Geography has historically imagined a flat world: “territory, sovereignty and human experience have long been flattened by a paradoxical reliance on flat maps—and, more recently, aerial and satellite images—projected or imaged from the disembodied bird’s or God’s eye view from high above,” writes Stephen Graham in Verical (1). He claims that “the key geographical idea dominating the world from the mid nineteenth to the mid twentieth centuries . . . was that . . . the horizontal and global extent of the earth’s surface was both fully explored and fully claimed’ (2).
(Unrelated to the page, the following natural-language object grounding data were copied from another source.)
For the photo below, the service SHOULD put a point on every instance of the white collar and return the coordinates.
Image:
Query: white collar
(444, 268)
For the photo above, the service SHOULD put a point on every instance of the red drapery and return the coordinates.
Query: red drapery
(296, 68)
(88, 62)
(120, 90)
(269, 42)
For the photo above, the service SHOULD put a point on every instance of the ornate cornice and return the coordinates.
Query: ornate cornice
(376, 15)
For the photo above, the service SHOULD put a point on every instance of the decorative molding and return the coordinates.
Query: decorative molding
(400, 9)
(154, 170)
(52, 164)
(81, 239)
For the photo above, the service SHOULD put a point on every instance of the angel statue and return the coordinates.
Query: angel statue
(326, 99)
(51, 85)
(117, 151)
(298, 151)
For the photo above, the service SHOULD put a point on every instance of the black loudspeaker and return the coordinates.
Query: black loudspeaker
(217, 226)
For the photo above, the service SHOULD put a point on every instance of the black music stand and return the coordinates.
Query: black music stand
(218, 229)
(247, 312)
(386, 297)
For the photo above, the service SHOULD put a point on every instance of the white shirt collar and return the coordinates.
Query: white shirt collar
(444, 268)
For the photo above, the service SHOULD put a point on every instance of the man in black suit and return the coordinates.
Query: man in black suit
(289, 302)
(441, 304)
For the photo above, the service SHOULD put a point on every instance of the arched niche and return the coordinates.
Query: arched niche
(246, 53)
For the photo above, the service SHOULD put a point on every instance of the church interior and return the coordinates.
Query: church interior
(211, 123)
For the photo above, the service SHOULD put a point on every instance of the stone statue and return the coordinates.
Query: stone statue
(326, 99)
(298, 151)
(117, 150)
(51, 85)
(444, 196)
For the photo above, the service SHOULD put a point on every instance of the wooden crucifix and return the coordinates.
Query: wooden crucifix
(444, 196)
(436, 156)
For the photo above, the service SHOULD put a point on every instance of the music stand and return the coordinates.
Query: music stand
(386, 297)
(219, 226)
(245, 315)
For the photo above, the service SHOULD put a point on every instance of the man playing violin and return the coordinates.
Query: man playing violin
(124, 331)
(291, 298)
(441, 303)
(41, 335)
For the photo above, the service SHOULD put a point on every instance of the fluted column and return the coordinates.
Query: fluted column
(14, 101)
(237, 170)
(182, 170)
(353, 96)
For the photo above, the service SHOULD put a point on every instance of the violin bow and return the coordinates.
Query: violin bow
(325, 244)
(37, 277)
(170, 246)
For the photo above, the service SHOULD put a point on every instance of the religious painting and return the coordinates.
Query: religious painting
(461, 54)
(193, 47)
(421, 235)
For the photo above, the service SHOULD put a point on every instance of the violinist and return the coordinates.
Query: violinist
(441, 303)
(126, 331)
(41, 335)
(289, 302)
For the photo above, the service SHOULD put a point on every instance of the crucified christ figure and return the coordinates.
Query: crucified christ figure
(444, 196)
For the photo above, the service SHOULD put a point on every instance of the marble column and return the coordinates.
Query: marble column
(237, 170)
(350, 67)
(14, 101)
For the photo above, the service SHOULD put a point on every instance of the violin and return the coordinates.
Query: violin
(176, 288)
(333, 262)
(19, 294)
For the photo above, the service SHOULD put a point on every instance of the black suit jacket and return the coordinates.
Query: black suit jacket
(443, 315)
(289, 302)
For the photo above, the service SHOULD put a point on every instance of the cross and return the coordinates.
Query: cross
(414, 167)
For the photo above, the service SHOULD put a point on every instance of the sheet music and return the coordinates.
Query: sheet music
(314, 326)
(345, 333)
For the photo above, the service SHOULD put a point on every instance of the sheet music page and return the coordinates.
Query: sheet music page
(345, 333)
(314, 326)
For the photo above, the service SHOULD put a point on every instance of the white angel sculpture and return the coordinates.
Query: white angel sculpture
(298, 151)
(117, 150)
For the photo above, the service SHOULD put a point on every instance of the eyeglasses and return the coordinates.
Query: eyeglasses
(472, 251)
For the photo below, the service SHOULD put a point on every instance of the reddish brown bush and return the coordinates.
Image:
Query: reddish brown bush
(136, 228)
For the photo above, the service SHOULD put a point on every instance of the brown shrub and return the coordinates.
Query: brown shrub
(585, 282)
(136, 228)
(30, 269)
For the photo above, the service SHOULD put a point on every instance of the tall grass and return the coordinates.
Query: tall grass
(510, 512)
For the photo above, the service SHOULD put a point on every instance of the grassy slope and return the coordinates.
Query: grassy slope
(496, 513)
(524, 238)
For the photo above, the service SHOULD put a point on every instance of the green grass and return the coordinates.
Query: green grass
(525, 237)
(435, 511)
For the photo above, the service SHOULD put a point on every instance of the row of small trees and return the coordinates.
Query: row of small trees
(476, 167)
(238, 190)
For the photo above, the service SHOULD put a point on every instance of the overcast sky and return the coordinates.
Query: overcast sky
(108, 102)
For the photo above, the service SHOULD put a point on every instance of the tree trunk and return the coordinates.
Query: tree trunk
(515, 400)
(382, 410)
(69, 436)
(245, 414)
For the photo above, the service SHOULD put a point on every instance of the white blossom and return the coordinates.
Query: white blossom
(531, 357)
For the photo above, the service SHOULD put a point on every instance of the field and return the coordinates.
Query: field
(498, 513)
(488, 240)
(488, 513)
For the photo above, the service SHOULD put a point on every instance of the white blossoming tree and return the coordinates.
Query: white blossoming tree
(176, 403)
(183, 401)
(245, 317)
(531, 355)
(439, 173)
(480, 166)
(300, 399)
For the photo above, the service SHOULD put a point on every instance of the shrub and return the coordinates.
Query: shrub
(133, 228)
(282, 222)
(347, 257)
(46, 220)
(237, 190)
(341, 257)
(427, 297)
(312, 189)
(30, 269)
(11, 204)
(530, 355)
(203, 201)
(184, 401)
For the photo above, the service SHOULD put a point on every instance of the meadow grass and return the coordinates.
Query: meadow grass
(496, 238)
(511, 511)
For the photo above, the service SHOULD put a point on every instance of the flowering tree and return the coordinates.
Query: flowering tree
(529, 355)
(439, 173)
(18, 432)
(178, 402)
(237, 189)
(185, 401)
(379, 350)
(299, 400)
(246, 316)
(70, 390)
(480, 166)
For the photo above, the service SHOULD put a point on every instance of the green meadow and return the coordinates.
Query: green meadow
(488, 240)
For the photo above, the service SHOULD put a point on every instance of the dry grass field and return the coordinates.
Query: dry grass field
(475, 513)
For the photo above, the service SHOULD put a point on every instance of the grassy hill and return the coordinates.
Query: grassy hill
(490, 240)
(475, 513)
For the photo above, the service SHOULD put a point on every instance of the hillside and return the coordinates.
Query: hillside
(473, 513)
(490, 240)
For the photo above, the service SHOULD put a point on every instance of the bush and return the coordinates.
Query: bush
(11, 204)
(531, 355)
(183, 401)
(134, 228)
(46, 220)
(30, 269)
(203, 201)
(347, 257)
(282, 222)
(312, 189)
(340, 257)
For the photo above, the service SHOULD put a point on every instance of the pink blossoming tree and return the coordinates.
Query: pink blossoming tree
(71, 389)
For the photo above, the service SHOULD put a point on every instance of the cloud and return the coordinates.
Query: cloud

Trouble is, the worlds we actually inhabit aren’t flat but three-dimensional, and include resources below the surface and resources and technologies above. Flat geography has treated borders as “abstracted, unhelpfully, as little more than two-dimensional lines on a map. Such a perspective neglects the three-dimensional politics of the worlds above, below, and around borders. It also makes it impossible to understand the increasingly common situation where airspace and subterranean resources are controlled by sovereign powers different to those with notional sovereignty over the surface. Flat imaginations of borders struggle even more to content with occasions where horizontal structures effectively act as political and geopolitical borders—as when horizontal flyovers act to separate Jewish and Palestinian communities in contemporary Palestine” (3).
We live in “stacked” societies where “uses of space are built upwards and downwards with ever-greater intensity within geographic volumes. Thus, housing in many cities is dominated by stacked apartments reaching into the sky. Favela dwellers build houses up perilous mountain slopes directly atop the roots of those below. . . . In Hong Kong the shortage of land is so acute that sports fields, container ports, markets, horse stables, IKEA-like big box retailers and even cemeteries are not routinely stacked within bigger structures which are then linked together and integrated to the wider city through huge arrays of elevators, walkways, escalators and raised highways” (5).
Scholarship on cities and urban planning hasn’t grasped verticality. Everyone’s still theorizing in Flatland. Graham says that he knows of only one book in English that explores city levels, and he argues that flat theorizing dominates urban studies: “Despite a proliferating literature on the architecture of individual tall buildings, such perspectives remain wedded to the traditional idea of urban ground, with its at-grade street networks and public encounters on sidewalks and in traditional public spaces” (8). His book is an effort to fill that gap.